Rayuan peningkatan ekonomi membuat masyarakat setempat, meskipun sebenarnya tidak semua sepakat, berbondong-bondong menyerahkan lahannya dan dengan sukarela melakukan penebangan terhadap mangrove yang sudah tumbuh bertahun-tahun. Belakangan, proyek budidaya udang tersebut tidak lagi berlanjut karena persoalan administrasi dan lain sebagainya. Namun, mangrove telah hancur. Apa mau dikata, investasi telah gagal dan mangrove di Desa Lombonga pun telah hilang.

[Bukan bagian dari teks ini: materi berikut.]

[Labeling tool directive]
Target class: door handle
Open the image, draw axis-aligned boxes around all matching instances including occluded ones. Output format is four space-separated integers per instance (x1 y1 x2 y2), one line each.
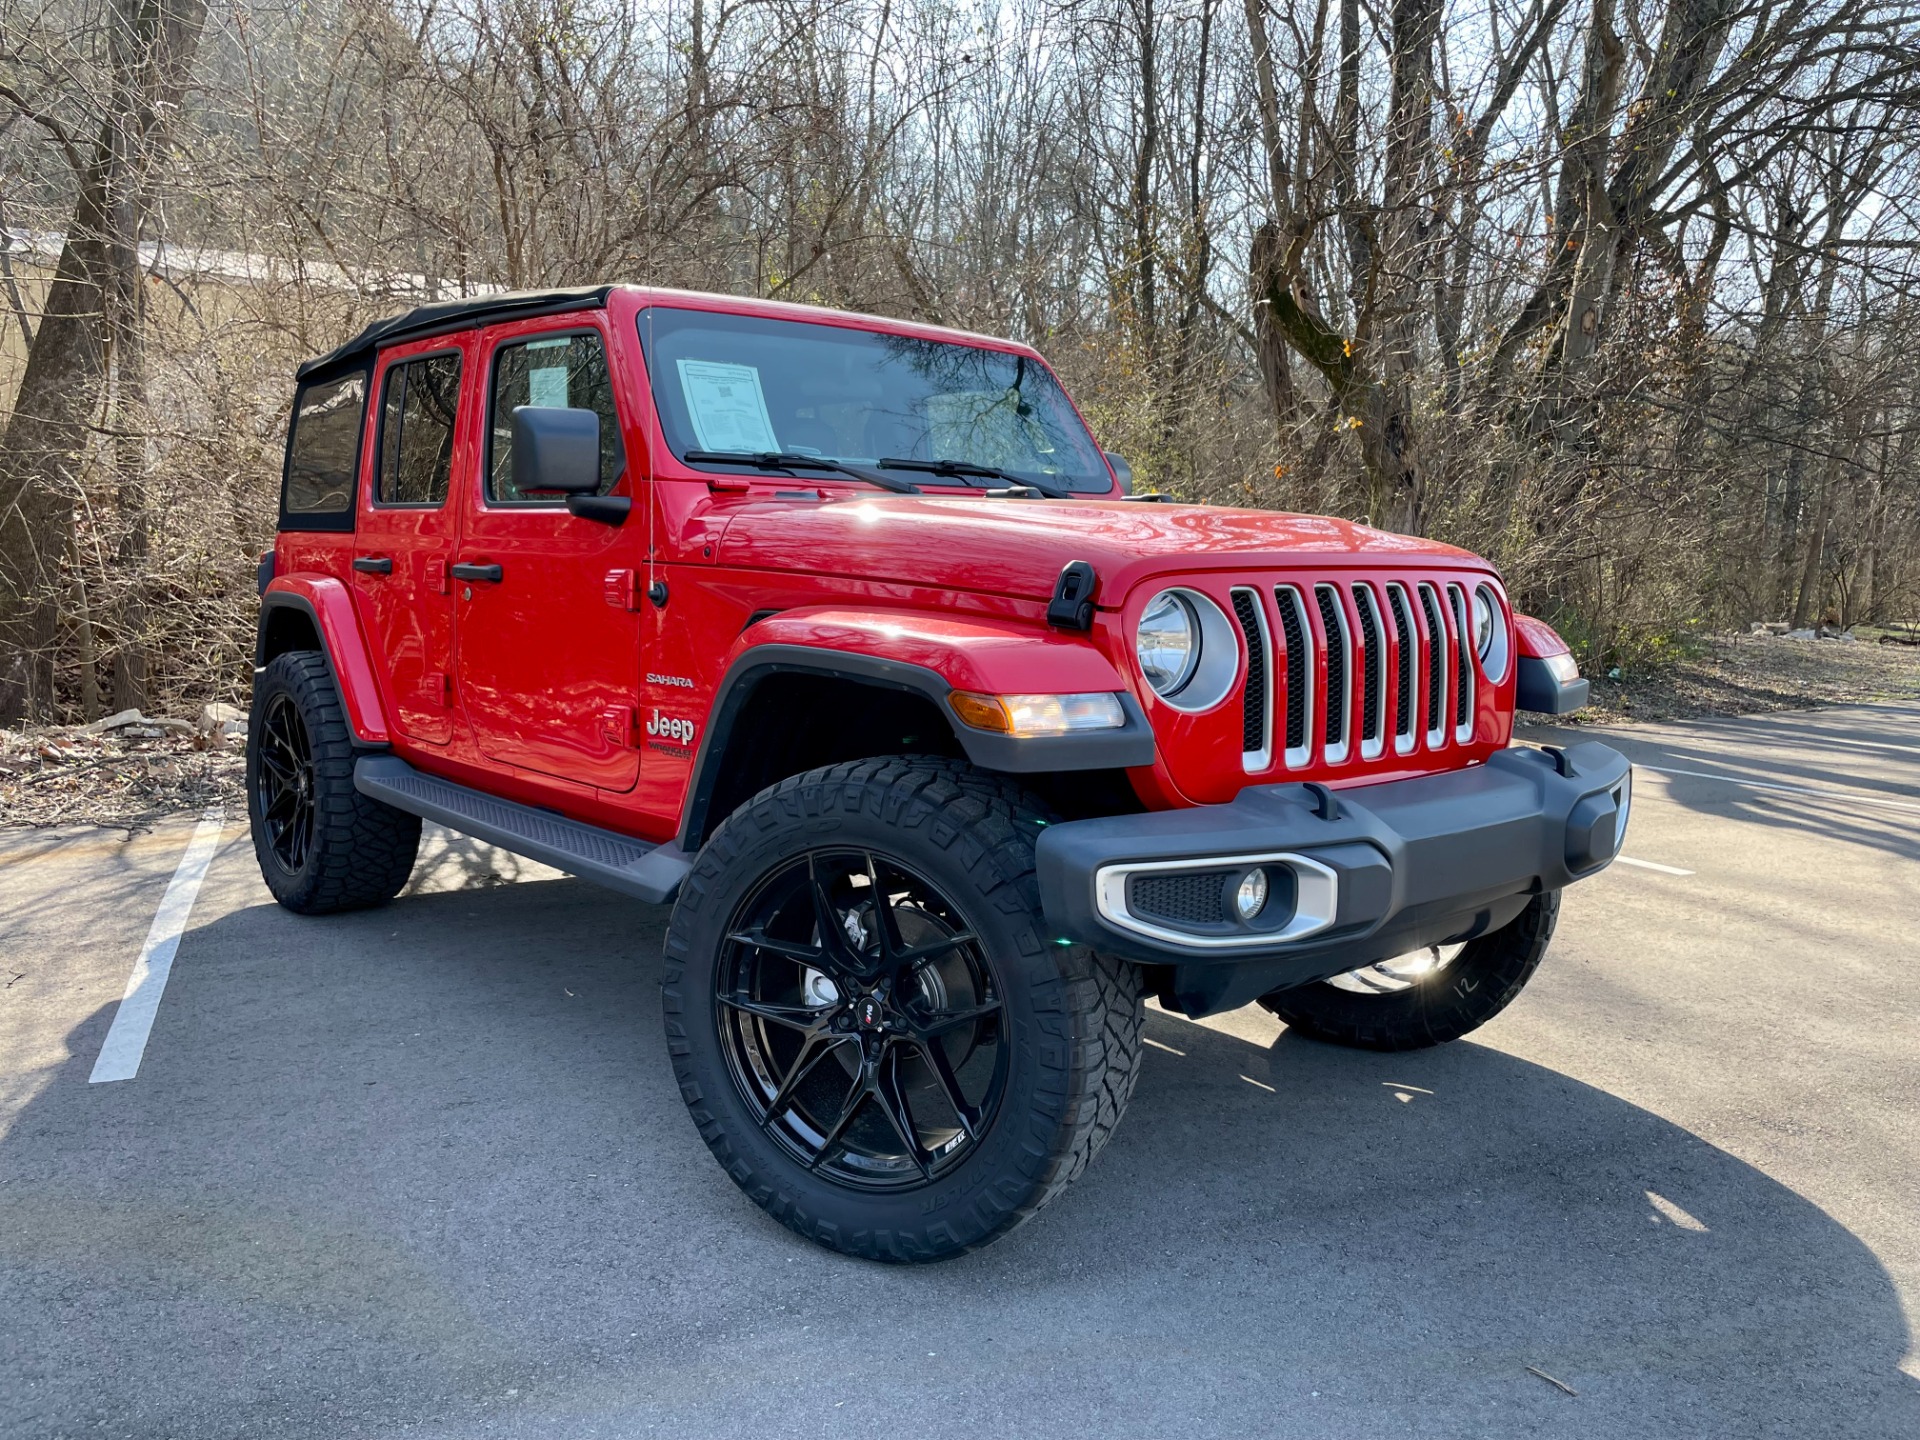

Ini hanyalah salah satu kisah penghancuran mangrove yang pernah saya saksikan. Di berbagai wilayah lain di Indonesia, saya juga mendengar banyak kasus yang sama, dimana atas nama pengembangan ekonomi, jutaan hektare ekosistem mangrove dihancurkan. Saya menyebutnya ekosistem karena mangrove bukan hanya sebatas hutan atau pepohonan, melainkan rumah bagi berbagai spesies tumbuhan dan hewan. Kesehatan ekosistem mangrove sangat menentukan keberlangsungan hidup berbagai spesies yang hidup di dalam dan sekitarnya.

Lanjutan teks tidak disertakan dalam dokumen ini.